It’s no joke: Many of the worst flights in the U.S. either take off or land in Newark.
Flight delays are piling up at this often-maligned New Jersey city. Of the 100 most-delayed flights over the past year, 40 come and go from Newark, a key gateway to New York City, according to data compiled for The Wall Street Journal by the Bureau of Transportation Statistics.
The two most chronically delayed flights, according to BTS, are both Delta Air Lines departures from Newark to Atlanta, one at 5 p.m. and the other at 6:25 p.m. In other words, rush hour.
Flight 2743, the 5 p.m. departure to Atlanta, ranked worst for the 12 months through May. It has plenty of padding in its schedule—Delta times the 745-mile trip to Atlanta for two hours, 43 minutes—30 minutes longer than the airline’s 10:30 a.m. flight from Newark to Atlanta, and about an hour longer than the typical flying time of one hour, 40 minutes in the air.

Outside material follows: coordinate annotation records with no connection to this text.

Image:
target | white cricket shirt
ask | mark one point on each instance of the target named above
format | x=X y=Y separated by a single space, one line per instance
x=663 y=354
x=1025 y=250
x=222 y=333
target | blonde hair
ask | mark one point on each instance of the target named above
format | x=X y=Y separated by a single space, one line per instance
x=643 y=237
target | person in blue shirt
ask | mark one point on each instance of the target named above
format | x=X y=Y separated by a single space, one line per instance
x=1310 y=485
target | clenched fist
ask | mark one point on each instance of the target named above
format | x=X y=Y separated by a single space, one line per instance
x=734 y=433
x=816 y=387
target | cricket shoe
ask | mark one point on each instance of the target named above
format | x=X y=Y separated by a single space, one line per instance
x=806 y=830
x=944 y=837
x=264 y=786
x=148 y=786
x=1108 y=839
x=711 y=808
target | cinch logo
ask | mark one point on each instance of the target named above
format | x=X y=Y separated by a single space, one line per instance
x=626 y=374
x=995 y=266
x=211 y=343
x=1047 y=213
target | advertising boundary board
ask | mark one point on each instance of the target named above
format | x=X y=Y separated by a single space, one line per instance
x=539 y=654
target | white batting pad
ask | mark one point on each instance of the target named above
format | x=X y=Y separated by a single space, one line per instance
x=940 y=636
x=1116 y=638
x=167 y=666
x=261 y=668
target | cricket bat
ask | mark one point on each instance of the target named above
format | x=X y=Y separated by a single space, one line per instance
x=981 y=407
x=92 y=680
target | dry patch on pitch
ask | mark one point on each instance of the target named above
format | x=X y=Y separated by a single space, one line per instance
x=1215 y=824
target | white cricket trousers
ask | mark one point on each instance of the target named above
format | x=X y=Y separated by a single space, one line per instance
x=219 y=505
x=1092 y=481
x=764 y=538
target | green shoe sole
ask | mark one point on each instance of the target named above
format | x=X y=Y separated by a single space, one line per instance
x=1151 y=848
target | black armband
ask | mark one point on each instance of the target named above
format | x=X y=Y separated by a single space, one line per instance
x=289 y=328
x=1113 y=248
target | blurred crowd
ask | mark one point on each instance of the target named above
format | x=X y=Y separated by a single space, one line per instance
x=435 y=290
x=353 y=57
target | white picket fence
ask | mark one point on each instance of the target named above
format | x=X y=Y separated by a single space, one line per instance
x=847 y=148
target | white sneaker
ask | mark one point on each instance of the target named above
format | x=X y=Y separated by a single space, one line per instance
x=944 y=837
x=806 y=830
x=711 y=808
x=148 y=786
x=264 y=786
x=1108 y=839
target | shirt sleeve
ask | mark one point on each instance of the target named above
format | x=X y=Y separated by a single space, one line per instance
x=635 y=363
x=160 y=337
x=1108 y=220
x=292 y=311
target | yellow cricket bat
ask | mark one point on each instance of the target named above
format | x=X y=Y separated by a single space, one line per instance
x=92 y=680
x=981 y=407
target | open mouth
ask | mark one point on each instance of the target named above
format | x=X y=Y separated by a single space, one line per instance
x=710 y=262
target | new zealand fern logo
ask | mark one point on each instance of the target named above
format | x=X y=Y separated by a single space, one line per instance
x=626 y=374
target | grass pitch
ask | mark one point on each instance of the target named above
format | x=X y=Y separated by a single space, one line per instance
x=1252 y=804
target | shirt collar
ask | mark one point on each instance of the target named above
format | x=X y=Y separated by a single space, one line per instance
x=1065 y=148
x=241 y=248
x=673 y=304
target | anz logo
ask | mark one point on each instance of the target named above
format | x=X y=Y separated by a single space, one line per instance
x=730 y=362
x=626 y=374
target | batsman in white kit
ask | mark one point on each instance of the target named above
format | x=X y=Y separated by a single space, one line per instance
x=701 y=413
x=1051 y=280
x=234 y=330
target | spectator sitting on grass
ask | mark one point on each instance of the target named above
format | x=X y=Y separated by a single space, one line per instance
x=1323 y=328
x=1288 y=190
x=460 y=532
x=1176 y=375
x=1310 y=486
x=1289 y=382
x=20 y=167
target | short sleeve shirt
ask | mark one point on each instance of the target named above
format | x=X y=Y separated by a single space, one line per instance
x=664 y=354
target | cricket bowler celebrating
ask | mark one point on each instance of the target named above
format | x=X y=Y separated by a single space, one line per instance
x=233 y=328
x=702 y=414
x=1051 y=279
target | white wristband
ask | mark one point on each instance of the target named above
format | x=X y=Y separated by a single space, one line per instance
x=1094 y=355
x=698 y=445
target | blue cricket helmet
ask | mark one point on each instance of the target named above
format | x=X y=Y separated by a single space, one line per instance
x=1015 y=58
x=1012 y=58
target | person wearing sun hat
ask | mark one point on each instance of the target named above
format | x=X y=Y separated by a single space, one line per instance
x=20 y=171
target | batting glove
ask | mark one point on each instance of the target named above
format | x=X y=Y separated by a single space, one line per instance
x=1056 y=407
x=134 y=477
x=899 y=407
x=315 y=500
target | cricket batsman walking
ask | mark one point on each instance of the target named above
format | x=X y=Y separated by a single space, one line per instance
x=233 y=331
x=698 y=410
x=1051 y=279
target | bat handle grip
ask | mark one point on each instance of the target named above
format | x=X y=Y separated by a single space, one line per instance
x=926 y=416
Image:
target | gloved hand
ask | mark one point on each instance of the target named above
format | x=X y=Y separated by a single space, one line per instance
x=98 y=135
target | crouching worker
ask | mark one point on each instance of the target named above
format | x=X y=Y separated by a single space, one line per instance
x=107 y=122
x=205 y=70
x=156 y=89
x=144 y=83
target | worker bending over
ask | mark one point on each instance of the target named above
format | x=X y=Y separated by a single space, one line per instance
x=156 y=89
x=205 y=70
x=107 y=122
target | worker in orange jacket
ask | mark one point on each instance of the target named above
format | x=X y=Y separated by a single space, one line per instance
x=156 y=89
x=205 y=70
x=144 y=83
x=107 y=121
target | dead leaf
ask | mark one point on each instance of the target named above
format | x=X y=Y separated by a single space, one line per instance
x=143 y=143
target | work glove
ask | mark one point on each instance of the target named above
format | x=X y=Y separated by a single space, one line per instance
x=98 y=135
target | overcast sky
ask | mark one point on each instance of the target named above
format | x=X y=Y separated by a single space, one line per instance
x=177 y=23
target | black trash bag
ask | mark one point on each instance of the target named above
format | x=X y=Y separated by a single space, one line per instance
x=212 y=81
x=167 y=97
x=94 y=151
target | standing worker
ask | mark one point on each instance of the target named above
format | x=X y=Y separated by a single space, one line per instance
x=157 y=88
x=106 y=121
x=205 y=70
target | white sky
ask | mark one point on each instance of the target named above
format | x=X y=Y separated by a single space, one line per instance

But the extra time isn’t enough. Flight 2743 was 30 minutes late or more on six of every 10 trips. And when it was late, it was really late, averaging a whopping 83-minute delay. The 6 p.m. departure, Flight 2843, ran late on half its trips. The average delay was 79 minutes.
Much of the bottleneck is in Washington, D.C. Both flights out of Newark have to fly through heavily congested airspace in the Washington area, Delta says, where much of the traffic headed into and out of the Northeast meshes together, creating a choke point for the nation’s air travel. One flight, Delta 2843, also suffered because the airplane used on that trip comes to Newark from Atlanta in the late afternoon, and it runs chronically late.